Die Studie weist jedoch einige Einschränkungen auf. Unabhängige Forscher erklären, dass der Zeitpunkt der Studie im Jahr 2022 sowie die Selbstauskunft der Daten die Ergebnisse beeinflusst haben könnten.

Laut den Forschern könne es auch länger dauern, bis die Menüetiketten Wirkung zeigen.

Sarah Berry, Professorin für Ernährungswissenschaften am King's College London*, sagt, die Ergebnisse unterstrichen die "Notwendigkeit stärkerer Interventionen, um die umfassenderen Faktoren anzugehen, die zu unserem ungesunden Lebensmittelumfeld beitragen".

Megan Polden, Hauptautorin der Studie und Postdoktorandin an der Universität Liverpool, weist darauf hin, dass 20 Prozent der Restaurants die Kennzeichnungsvorschriften nicht eingehalten hatten. Jedoch haben einige Betriebe ihre Speisekarten offenbar geändert, um mehr gesunde Optionen anzubieten.

"Eine Kombination von Strategien, wie z.
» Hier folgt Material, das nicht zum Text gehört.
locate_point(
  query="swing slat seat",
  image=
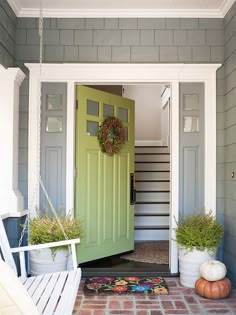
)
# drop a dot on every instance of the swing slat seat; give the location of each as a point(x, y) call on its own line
point(48, 294)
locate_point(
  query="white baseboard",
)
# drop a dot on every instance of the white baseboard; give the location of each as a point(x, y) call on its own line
point(147, 143)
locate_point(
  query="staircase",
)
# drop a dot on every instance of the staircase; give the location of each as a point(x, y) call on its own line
point(152, 180)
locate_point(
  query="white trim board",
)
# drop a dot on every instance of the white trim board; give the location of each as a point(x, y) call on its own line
point(146, 143)
point(134, 74)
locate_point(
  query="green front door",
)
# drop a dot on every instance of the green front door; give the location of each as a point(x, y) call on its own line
point(102, 188)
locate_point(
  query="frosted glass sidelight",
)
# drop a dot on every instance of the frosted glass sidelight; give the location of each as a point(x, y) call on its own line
point(54, 102)
point(54, 124)
point(108, 110)
point(92, 128)
point(191, 102)
point(191, 124)
point(92, 108)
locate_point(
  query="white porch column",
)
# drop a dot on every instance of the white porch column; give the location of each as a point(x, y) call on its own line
point(11, 198)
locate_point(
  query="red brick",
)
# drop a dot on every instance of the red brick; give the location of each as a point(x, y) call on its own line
point(146, 302)
point(180, 305)
point(167, 305)
point(147, 306)
point(219, 311)
point(170, 297)
point(114, 305)
point(94, 306)
point(195, 309)
point(128, 305)
point(121, 312)
point(173, 312)
point(94, 302)
point(85, 312)
point(190, 299)
point(156, 312)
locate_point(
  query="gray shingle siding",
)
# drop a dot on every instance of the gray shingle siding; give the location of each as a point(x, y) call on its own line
point(141, 40)
point(126, 40)
point(230, 142)
point(147, 40)
point(7, 35)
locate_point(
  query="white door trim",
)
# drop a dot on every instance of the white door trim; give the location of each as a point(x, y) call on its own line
point(126, 74)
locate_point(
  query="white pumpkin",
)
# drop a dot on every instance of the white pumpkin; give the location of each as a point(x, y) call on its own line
point(213, 270)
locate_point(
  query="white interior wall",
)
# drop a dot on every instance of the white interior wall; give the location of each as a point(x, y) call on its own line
point(148, 113)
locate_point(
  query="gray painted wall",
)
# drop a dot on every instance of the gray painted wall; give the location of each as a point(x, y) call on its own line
point(7, 35)
point(230, 143)
point(136, 40)
point(124, 40)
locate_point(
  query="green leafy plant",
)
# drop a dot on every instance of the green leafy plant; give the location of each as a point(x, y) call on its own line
point(199, 230)
point(44, 228)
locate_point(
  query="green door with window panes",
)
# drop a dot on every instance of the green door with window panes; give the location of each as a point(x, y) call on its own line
point(103, 189)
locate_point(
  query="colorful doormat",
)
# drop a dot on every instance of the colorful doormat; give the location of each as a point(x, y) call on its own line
point(125, 285)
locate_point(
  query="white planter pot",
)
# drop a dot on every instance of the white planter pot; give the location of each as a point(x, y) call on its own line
point(189, 265)
point(41, 261)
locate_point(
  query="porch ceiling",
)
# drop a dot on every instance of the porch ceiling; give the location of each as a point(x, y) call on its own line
point(122, 8)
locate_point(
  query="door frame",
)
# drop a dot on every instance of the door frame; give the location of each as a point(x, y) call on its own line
point(116, 74)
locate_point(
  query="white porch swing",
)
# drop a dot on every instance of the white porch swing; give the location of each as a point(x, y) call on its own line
point(47, 294)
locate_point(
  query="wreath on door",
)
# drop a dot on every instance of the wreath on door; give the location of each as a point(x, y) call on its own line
point(111, 135)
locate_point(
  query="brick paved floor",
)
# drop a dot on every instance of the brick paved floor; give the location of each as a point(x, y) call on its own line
point(180, 301)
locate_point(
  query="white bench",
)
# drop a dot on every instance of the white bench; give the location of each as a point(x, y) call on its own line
point(49, 294)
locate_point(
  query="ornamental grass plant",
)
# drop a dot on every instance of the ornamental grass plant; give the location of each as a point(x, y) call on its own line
point(200, 231)
point(44, 228)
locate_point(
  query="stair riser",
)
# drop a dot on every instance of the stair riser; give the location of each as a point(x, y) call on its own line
point(152, 166)
point(152, 185)
point(151, 235)
point(152, 176)
point(152, 220)
point(151, 150)
point(152, 158)
point(147, 197)
point(152, 208)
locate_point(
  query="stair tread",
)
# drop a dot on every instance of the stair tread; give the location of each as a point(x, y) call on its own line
point(148, 171)
point(150, 153)
point(141, 214)
point(152, 202)
point(152, 181)
point(151, 146)
point(149, 162)
point(152, 191)
point(152, 227)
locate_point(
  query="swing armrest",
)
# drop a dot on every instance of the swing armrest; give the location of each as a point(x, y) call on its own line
point(45, 245)
point(23, 249)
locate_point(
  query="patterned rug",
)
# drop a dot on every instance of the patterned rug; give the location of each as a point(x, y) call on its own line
point(125, 285)
point(154, 252)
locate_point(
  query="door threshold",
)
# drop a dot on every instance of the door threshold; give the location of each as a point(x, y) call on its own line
point(98, 272)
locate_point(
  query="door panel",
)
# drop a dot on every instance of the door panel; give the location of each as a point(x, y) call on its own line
point(102, 197)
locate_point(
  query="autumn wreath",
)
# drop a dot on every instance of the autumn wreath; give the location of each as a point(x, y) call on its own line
point(111, 135)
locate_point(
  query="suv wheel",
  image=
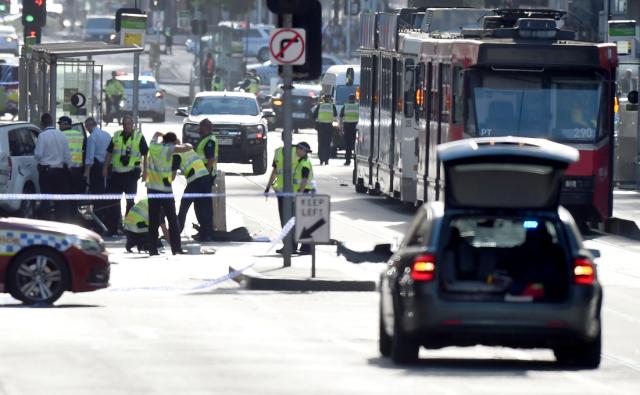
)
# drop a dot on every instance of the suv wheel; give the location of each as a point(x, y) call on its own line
point(584, 355)
point(27, 207)
point(404, 349)
point(38, 275)
point(259, 163)
point(263, 54)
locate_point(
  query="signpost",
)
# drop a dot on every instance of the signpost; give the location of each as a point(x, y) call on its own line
point(312, 222)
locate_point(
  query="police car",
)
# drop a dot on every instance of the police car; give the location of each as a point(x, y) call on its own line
point(39, 260)
point(151, 101)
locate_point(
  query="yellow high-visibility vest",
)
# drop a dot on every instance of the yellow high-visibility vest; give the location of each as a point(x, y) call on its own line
point(75, 138)
point(159, 174)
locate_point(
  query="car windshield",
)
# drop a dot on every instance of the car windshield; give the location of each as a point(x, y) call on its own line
point(101, 23)
point(561, 107)
point(225, 105)
point(142, 84)
point(343, 92)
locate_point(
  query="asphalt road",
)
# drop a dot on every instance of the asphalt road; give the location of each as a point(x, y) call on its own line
point(154, 332)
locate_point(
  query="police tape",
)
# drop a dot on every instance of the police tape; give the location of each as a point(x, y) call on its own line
point(116, 196)
point(204, 285)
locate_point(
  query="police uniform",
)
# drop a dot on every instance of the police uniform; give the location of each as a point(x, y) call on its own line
point(126, 157)
point(350, 113)
point(325, 114)
point(159, 178)
point(198, 181)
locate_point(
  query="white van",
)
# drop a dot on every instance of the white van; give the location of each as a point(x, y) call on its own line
point(334, 83)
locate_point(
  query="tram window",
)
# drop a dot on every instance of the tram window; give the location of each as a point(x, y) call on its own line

B. verbesserte Maßnahmen zur Einhaltung der Vorschriften durch die Unternehmen, Aufklärung der Öffentlichkeit über die Kalorienzufuhr und eine klarere Kennzeichnung, könnte erforderlich sein, um gesündere Entscheidungen der Verbraucher im Bereich der Außer-Haus-Verpflegung zu unterstützen", so Polden gegenüber Euronews Health.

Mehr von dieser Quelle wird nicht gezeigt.